Dendam Winarsih

Bunga Tidur



Bunga Tidur

0Bram terdiam di kantornya. Sejak mimpi buruk itu dia makin ketakutan, dia seperti di landa ketakutan. tapi tidak mungkin yang sudah meninggal akan gentayangan. Itu hanya bohong, dan itu tak akan terjadi di dunia ini pikirnya lagi.     

Tok tok tok!     

"Masuk," sahut Bram.     

"Tuan, sahabat anda datang," kata sekretaris Bram.     

"Suruh masuk saja, tumben pakai permisi. Biasanya mereka masuk saja," ucap Bram.     

"Kami hanya mau menghargai ketua kami," kata Diman.     

Bram berdecih karena perkataan Diman. Diman dan Deki datang berdua saja, sedangkan Deka masih belum pulang juga.     
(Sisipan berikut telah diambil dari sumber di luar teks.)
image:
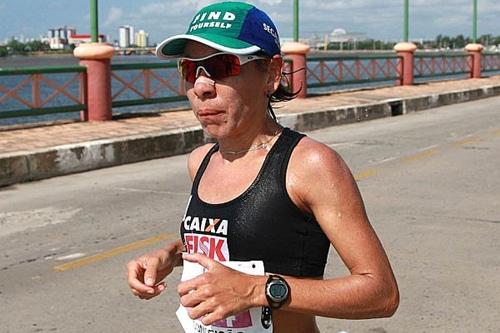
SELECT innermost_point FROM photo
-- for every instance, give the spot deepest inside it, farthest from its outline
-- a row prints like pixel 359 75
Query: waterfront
pixel 68 60
pixel 329 72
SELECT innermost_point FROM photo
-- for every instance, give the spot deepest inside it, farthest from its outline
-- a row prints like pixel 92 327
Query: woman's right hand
pixel 146 273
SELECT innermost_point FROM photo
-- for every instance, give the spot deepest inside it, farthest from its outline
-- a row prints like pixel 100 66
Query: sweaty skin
pixel 233 111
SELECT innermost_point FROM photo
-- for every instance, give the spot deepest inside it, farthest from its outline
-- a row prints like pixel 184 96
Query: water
pixel 73 88
pixel 68 60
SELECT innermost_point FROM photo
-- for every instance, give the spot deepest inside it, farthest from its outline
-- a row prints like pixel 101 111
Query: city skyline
pixel 161 18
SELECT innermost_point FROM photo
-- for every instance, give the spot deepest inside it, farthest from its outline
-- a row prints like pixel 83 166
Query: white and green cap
pixel 233 27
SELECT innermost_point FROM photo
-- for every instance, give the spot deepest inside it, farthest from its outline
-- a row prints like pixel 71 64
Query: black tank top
pixel 260 224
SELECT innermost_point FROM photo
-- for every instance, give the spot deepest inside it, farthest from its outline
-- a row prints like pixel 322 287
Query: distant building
pixel 124 36
pixel 59 38
pixel 84 38
pixel 142 38
pixel 131 35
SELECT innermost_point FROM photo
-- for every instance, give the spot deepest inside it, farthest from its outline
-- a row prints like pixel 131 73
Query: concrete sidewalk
pixel 48 151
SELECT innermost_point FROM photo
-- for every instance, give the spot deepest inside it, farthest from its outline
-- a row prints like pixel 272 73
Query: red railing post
pixel 406 51
pixel 475 52
pixel 297 53
pixel 97 58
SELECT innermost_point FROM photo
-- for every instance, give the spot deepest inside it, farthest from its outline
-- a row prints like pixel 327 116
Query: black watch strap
pixel 277 291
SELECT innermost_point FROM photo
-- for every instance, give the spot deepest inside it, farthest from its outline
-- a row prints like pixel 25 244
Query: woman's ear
pixel 274 78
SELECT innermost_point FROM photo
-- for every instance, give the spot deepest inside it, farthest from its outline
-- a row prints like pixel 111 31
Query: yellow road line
pixel 468 141
pixel 419 156
pixel 113 252
pixel 366 174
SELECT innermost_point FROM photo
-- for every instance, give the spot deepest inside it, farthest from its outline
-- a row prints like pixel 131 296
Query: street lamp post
pixel 406 20
pixel 295 20
pixel 474 22
pixel 94 25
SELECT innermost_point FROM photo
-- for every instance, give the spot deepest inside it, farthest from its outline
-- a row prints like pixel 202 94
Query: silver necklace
pixel 262 145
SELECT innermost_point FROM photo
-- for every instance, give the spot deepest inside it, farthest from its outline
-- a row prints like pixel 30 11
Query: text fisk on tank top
pixel 260 224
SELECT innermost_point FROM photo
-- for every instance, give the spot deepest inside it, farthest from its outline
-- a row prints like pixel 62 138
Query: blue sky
pixel 161 18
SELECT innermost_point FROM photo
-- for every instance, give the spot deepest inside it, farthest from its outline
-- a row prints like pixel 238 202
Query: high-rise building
pixel 124 36
pixel 142 38
pixel 131 35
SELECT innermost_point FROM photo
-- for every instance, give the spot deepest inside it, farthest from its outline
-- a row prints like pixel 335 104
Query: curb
pixel 62 160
Keduanya duduk di kursi yang berhadapan dengan Bram. Deki melihat Bram pucat seperti kurang tidur.     

"Kau kenapa Bram? Wajahmu itu seperti orang habis nganu, berapa ronde?" tanya Deki sambil terkekeh geli.     

Bram kesal karena Deki dan Diman mengejek dirinya. Dia tak tahu harus bagaimana lagi mengatakan pada kedua sahabatnya itu.     

"Jika kalian tak percaya aku tak masalah. Jika wanita Desa itu menemui kalian dan membunuh kalian, maka kalian tanggung sendiri akibatnya. Jangan ajak aku paham!" hardik Bram.     

Bram kesal, dia tak tidur karena memikirkan mimpi sialan itu. dan kenapa bisa di bermimpi itu setelah sekian lama.     

"Bram, kami tahu kau sangat gelisah. Kami juga, karena kita berempat terlibat. Tapi, yang sudah meninggal tak mungkin muncul di dunia ini. Apa yang kau alami itu hanya bunga tidur. Kadang bunga tidur ada yang baik ada juga yang nggak baik," ucap Diman lagi.     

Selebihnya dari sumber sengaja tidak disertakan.